Thursday, April 30, 2009

Basic Defense

This will be a quick aside before all the rest of the posts that I have to make today.

I was talking with my dad during game 4 of the Bulls - Celtics round one series, and we were both really enjoying the game. That said, at the end of overtime, Paul Pierce ran the exact same play three possessions in a row. He had the ball at the top of the 3-point arc, and all 4 other Celtics cleared out, spreading the Bull's D. Salmons guarded Pierce on each play, and on each play Pierce slow-dribbled to the top right of the key and nailed a semi-contested jumper.

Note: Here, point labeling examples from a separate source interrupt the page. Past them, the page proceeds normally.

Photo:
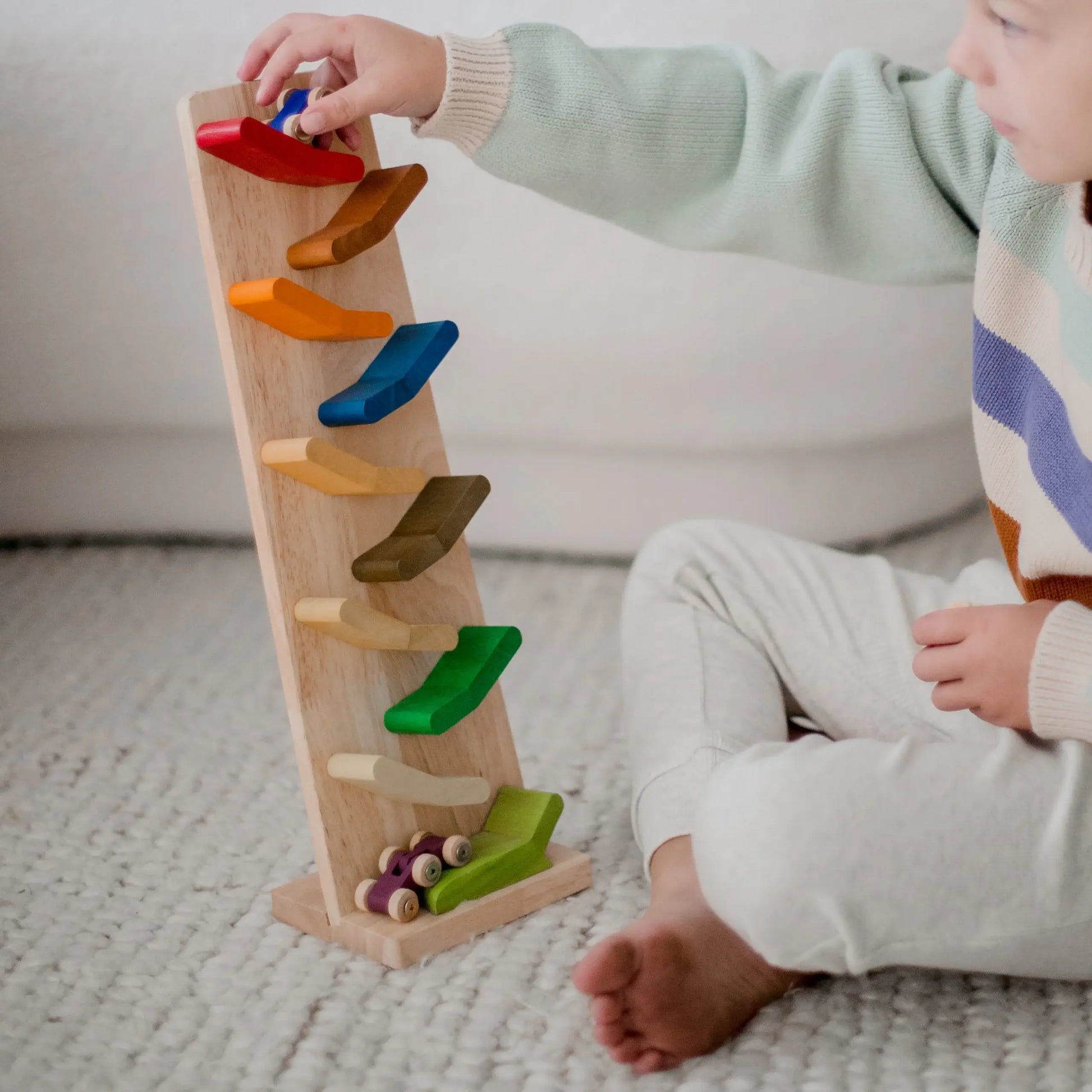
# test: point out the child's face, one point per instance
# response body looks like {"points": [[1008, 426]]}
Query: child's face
{"points": [[1031, 63]]}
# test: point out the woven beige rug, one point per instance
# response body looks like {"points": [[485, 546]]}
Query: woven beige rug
{"points": [[149, 802]]}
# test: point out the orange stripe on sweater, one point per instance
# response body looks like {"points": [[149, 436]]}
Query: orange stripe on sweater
{"points": [[1056, 586]]}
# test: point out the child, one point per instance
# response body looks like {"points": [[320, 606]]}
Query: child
{"points": [[919, 828]]}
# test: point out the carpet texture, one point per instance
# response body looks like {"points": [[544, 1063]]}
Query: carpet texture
{"points": [[150, 803]]}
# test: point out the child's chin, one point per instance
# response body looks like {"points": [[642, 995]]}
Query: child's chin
{"points": [[1051, 171]]}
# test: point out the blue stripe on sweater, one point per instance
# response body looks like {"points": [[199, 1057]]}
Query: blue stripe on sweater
{"points": [[1011, 389]]}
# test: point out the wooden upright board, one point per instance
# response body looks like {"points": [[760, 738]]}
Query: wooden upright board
{"points": [[337, 695]]}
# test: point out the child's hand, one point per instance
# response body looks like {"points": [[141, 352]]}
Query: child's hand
{"points": [[374, 67], [980, 658]]}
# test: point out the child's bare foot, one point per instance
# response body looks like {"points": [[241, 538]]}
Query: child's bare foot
{"points": [[678, 982]]}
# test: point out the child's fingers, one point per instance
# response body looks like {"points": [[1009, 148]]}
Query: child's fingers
{"points": [[362, 98], [351, 137], [260, 51], [943, 627], [939, 664], [314, 42], [952, 696], [329, 76]]}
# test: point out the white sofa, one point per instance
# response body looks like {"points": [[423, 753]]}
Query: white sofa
{"points": [[604, 384]]}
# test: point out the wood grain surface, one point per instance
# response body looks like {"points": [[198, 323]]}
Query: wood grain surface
{"points": [[336, 694]]}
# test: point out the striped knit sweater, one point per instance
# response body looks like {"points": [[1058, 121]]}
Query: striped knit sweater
{"points": [[870, 171]]}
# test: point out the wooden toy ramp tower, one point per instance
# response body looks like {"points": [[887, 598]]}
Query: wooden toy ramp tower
{"points": [[366, 573]]}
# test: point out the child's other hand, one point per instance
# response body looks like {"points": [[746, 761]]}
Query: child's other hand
{"points": [[981, 658], [373, 67]]}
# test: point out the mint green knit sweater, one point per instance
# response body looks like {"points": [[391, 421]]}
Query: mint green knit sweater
{"points": [[870, 171]]}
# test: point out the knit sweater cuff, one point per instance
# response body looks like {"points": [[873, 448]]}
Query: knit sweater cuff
{"points": [[475, 95], [1059, 696]]}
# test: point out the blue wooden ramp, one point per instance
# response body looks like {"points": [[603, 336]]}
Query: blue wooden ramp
{"points": [[402, 368]]}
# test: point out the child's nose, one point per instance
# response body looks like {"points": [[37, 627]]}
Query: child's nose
{"points": [[966, 58]]}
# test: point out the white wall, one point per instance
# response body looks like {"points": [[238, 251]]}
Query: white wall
{"points": [[106, 333]]}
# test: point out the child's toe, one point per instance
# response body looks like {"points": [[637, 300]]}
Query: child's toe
{"points": [[629, 1050], [609, 1035], [609, 967], [607, 1008]]}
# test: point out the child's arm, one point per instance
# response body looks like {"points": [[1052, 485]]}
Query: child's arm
{"points": [[869, 169]]}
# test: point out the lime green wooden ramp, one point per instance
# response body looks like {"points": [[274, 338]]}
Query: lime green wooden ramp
{"points": [[510, 848]]}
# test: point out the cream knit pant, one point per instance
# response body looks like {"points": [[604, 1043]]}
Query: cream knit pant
{"points": [[908, 837]]}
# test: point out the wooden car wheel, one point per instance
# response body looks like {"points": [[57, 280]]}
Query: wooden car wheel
{"points": [[458, 851], [427, 869], [292, 129], [403, 906], [363, 890]]}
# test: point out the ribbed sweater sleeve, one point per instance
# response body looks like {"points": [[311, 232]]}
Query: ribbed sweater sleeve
{"points": [[1059, 688], [869, 169]]}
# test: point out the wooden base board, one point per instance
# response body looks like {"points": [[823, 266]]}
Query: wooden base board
{"points": [[300, 905]]}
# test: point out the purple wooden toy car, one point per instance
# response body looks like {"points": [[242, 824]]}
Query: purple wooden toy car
{"points": [[406, 871]]}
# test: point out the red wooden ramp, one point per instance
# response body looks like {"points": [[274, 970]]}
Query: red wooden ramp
{"points": [[255, 146]]}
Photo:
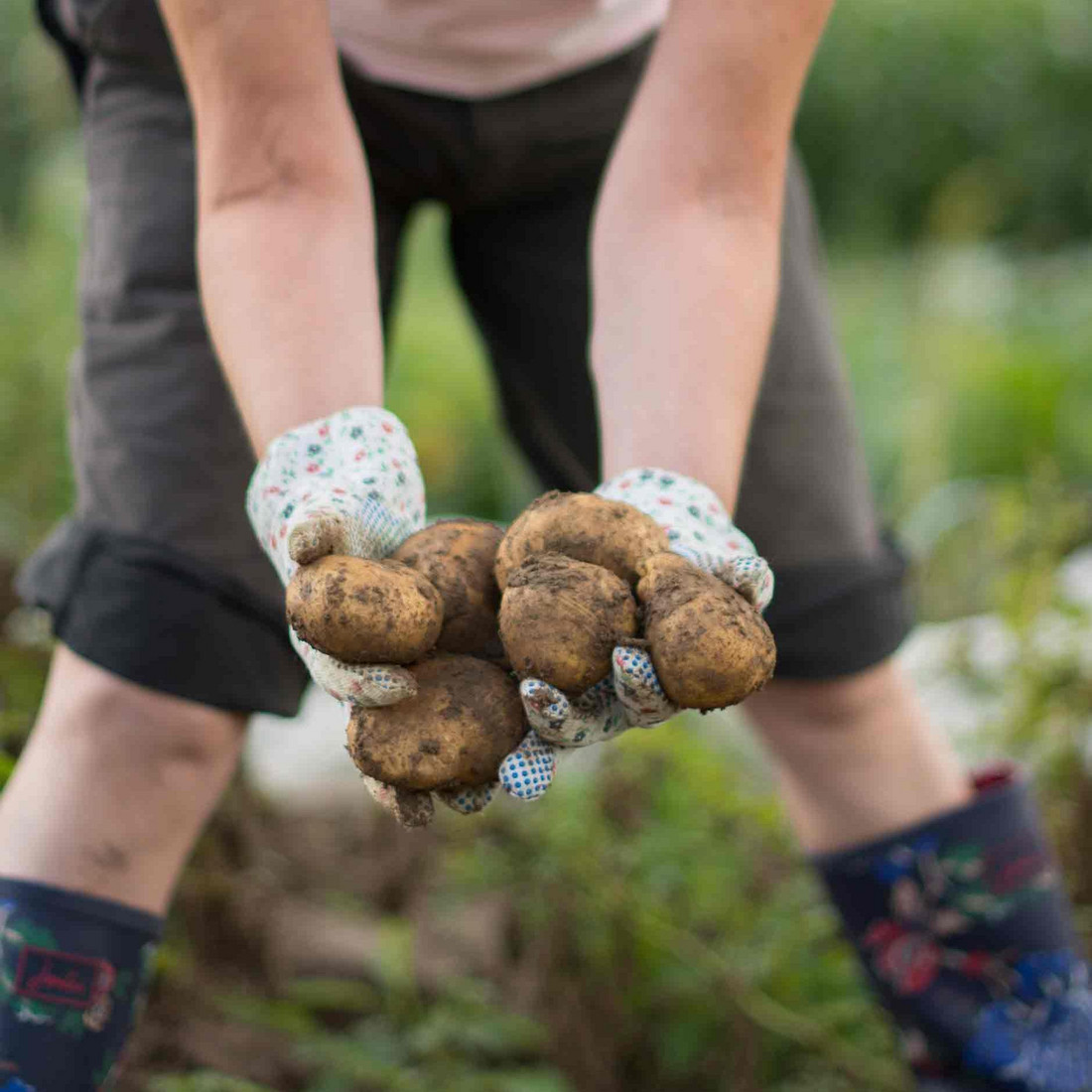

After the first time this play worked (and remembering back to all of last season's play-offs, when he this was the exact play he used to KILL the Lakers) I was screaming at the TV for the Bulls to send another wing defender at Pierce. Ray Allen had fouled out, and there was literally no one else on the court for the Celtics who could hit a long range shot. Run the right hand wing defender at Pierce, get good rotation and you're set. Nope, Vinny-I'm-the-weakest-link-DelNegro allowed the same play to beat his team three tries in a row. On a team built with long, rangy, fast defenders, this is unacceptable. In a series they should absolutely be able to win I really hope the Bull's inability to defend an extremely basic play doesn't cost them the "upset".